Niraparib Plus Carboplatin in Patients With Homologous Recombination Deficient Advanced Solid Tumor Malignancies

• ClinicalTrials.gov Identifier: NCT03209401
• Recruitment Status: Recruiting
• First Posted: July 6, 2017
• Last Update Posted: September 1, 2021
• Sponsor: Georgetown University
• Collaborators: Thomas Jefferson University; Tesaro, Inc.
• Information provided by (Responsible Party): Georgetown University

Study Description

Brief Summary:

This is a multi-institutional Phase I dose-escalation and dose-expansion trial for patients with advanced, solid tumor malignancies who have pre-identified deleterious germline or somatic mutations in the homologous recombination deoxyribonucleic acid (DNA) repair pathway (HR deficient). The trial is designed to assess the efficacy and safety of niraparib plus carboplatin in patients with evidence of HRD. The primary endpoint will be identifying the recommended phase 2 dose (RP2D) and schedule of niraparib plus carboplatin, as well as establishing the anti-tumor efficacy of niraparib plus carboplatin as determined by Response Evaluation Criteria in Solid Tumors (RECIST) v1.1 criteria.

Condition or disease	Intervention/treatment	Phase
Solid Tumor, Adult; Homologous Recombination Deficiency	Drug: Niraparib; Drug: Carboplatin	Phase 1

Detailed Description:

This is a multi-institutional Phase I dose-escalation and dose-expansion trial for patients with advanced, solid tumor malignancies who have pre-identified deleterious germline or somatic mutations in the homologous recombination deoxyribonucleic acid (DNA) repair pathway (HR deficient).
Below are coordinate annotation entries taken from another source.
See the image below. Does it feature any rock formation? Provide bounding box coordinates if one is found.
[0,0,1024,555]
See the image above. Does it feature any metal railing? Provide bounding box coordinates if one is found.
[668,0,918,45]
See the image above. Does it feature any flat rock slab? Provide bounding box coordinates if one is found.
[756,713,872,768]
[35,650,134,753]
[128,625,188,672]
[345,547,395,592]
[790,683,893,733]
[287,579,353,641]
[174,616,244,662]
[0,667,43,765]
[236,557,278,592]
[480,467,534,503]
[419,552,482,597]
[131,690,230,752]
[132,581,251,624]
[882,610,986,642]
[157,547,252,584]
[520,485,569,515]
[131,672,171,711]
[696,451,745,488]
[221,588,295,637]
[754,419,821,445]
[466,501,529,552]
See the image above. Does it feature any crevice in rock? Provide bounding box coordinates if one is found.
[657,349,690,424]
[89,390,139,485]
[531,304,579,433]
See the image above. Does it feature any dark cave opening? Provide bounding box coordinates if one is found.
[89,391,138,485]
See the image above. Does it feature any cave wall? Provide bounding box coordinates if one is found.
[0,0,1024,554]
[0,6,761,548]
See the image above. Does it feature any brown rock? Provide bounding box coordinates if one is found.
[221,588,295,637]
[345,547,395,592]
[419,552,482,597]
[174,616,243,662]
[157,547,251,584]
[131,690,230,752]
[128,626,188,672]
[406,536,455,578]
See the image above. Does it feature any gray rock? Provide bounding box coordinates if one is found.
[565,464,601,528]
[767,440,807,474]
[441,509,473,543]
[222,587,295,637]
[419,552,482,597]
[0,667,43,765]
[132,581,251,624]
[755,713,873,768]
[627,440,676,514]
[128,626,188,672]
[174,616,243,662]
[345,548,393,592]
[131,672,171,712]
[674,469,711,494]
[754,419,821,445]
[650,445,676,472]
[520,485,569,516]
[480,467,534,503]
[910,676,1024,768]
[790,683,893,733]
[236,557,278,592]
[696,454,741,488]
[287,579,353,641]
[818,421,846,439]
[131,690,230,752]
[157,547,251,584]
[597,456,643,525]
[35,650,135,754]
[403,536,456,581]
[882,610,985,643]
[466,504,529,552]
The trial is designed to assess the efficacy and safety of niraparib plus carboplatin in patients with evidence of HRD. The primary endpoint will be identifying the recommended phase 2 dose (RP2D) and schedule of niraparib plus carboplatin, as well as establishing the anti-tumor efficacy of niraparib plus carboplatin as determined by Response Evaluation Criteria in Solid Tumors (RECIST) v1.1 criteria.

Patients will be pre-identified from participating centers as having either a germline deleterious mutation or tumor expression of a deleterious mutation in one of the genes listed below, as determined by Next-generation DNA sequencing (NGS) only, completed prior to enrollment in this protocol. Patients with advanced solid tumor malignancies with the presence of somatic or germline deleterious mutation in a gene(s) critical to DNA repair through homologous recombination, including but not limited to: ARID1A, ATM, ATRX, MRE11A, NBN, PTEN, RAD50/51/51B, BARD1, BLM, BRCA1, BRCA2, BRIP1, FANCA/C/D2/E/F/G/L, PALB2, WRN, CHEK2, CHEK1, BAP1, FAM175A, SLX4, MLL2 or XRCC, and who have an adequate performance status (PS), bone marrow, hepatic, and renal function as well as biopsiable and measurable disease will be screened for enrollment.
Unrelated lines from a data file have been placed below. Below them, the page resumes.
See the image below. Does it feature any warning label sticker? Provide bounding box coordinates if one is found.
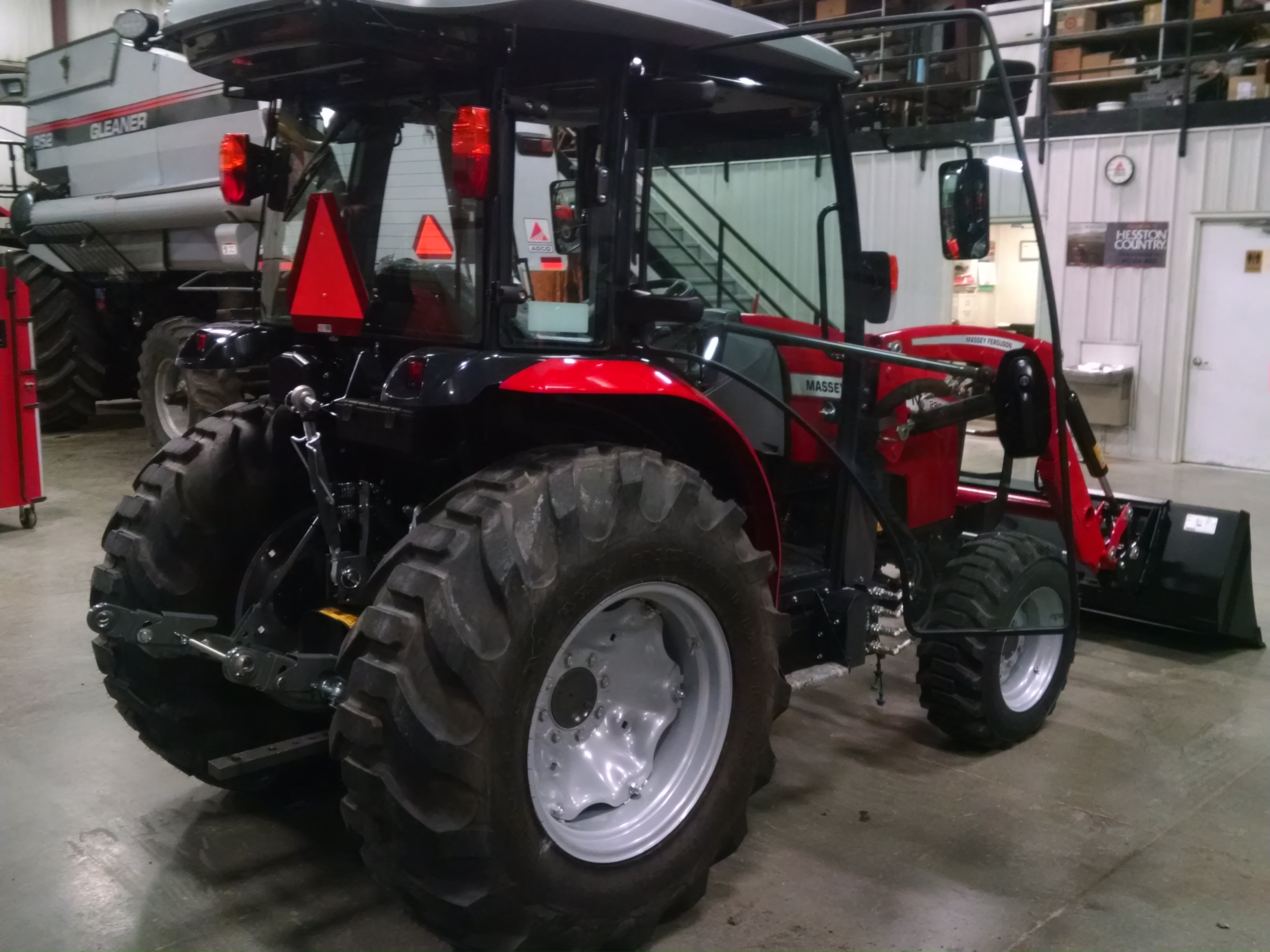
[525,218,555,255]
[790,373,842,400]
[1182,513,1217,536]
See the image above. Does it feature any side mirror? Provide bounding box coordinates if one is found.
[974,60,1036,119]
[617,288,706,326]
[551,180,582,255]
[992,348,1053,460]
[851,251,899,324]
[940,159,989,262]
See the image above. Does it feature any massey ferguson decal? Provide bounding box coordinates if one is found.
[790,373,842,400]
[27,82,261,151]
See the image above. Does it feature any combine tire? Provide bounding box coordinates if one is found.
[332,448,789,952]
[137,317,242,448]
[90,403,330,789]
[13,253,110,430]
[917,532,1076,748]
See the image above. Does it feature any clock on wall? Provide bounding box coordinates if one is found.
[1102,155,1134,185]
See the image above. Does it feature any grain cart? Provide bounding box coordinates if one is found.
[88,0,1255,950]
[9,25,269,445]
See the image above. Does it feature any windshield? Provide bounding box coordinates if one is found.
[263,105,484,343]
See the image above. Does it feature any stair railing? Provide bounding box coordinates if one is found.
[652,161,820,319]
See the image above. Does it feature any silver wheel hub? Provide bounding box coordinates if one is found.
[1000,588,1063,712]
[154,357,189,439]
[529,582,732,863]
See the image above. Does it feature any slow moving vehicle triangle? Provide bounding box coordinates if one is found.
[288,192,367,336]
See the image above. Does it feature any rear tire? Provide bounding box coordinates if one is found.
[137,317,242,448]
[89,401,330,789]
[332,448,787,952]
[13,253,110,430]
[917,532,1076,748]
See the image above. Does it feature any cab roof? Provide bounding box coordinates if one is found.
[163,0,859,81]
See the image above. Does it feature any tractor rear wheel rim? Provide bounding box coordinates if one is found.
[155,357,189,439]
[529,581,732,863]
[1000,588,1063,712]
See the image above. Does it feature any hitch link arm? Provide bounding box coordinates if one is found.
[287,384,340,585]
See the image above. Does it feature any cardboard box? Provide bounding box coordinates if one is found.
[1050,46,1085,82]
[1107,56,1138,76]
[1226,76,1270,102]
[1054,7,1097,37]
[1081,53,1111,79]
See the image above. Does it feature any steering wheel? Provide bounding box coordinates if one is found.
[645,278,697,297]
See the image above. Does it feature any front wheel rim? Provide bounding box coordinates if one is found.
[1000,588,1066,713]
[529,581,733,863]
[154,357,189,439]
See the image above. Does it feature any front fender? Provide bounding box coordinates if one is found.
[499,357,781,581]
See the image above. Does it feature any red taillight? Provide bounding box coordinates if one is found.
[414,214,455,262]
[221,132,251,204]
[405,357,428,390]
[451,105,490,198]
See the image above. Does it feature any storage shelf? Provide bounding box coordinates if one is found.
[1049,72,1151,92]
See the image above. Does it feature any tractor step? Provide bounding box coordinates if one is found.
[207,731,330,781]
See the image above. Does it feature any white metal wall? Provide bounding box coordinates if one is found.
[658,126,1270,461]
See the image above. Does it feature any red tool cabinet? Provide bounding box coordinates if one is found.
[0,255,44,529]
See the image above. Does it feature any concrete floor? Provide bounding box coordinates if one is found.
[0,416,1270,952]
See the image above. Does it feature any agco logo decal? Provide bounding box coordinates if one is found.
[88,113,150,138]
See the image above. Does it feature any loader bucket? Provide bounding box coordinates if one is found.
[1079,500,1264,646]
[986,492,1264,647]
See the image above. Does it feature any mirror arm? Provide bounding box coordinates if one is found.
[877,130,974,159]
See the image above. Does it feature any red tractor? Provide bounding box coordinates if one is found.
[89,0,1251,950]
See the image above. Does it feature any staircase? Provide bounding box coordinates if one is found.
[648,203,754,311]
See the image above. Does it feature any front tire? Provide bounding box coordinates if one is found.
[332,448,787,952]
[917,532,1076,749]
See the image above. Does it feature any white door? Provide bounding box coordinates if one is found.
[1182,221,1270,470]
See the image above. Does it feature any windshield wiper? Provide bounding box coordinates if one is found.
[282,113,353,221]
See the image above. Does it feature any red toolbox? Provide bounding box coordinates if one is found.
[0,255,44,529]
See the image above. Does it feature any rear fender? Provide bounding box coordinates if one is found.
[499,357,781,581]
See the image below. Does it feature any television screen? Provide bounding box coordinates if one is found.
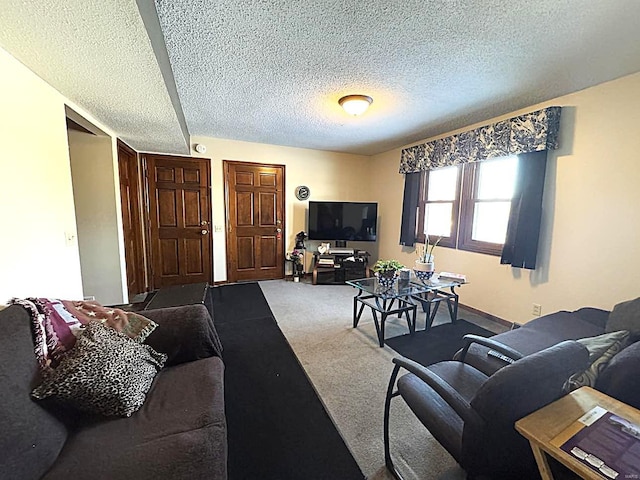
[309,202,378,242]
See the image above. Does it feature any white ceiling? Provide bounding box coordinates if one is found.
[0,0,640,155]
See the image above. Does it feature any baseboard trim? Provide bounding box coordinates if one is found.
[460,303,516,329]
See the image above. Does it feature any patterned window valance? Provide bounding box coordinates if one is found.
[400,107,561,173]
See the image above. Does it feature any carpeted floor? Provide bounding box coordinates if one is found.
[260,280,510,480]
[211,283,364,480]
[387,319,494,366]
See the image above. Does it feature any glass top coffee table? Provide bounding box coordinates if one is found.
[346,277,463,347]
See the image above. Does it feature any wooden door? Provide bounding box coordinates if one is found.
[118,140,148,300]
[224,160,285,282]
[143,154,213,288]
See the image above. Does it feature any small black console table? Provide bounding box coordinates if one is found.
[312,250,370,285]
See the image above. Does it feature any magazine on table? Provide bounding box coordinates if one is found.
[551,407,640,480]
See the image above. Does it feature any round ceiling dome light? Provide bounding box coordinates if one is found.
[338,95,373,115]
Appropriate patients will be enrolled in a 3+3 alternating dose escalating fashion, to a maximum dose of niraparib of 300mg daily and a maximum dose of carboplatin area under the curve (AUC) of 4. The 3+3 schema will be employed to insure safety and tolerability. However, within any given cohort, a full contingent of 6 patients (assuming adequate tolerability) will be enrolled to capture a sufficient number of patients and samples for pharmacodynamic assessment of DNA damage.

Once the RP2D and schedule are identified, a Phase Ib expansion cohort of 20 additional patients will be enrolled as a pilot subgroup to determine efficacy. Of the 20 patients in this Phase Ib cohort, no more than 10 patients will have underlying breast cancer; and additionally no more than 10 patients may harbor BRCA1 or BRCA2 mutations.

To assess the efficacy of poly (ADP-ribose) polymerase (PARP) inhibition and the extent of DNA damage, patients will undergo serial tumor biopsies to measure DNA damage as quantified by levels of ᵞH2AX and RAD51 foci formation, as well as an assessment of PARP inhibitory activity. Tumor biopsies will also be used to assess the mechanisms of resistance to PARP inhibitor-based therapy.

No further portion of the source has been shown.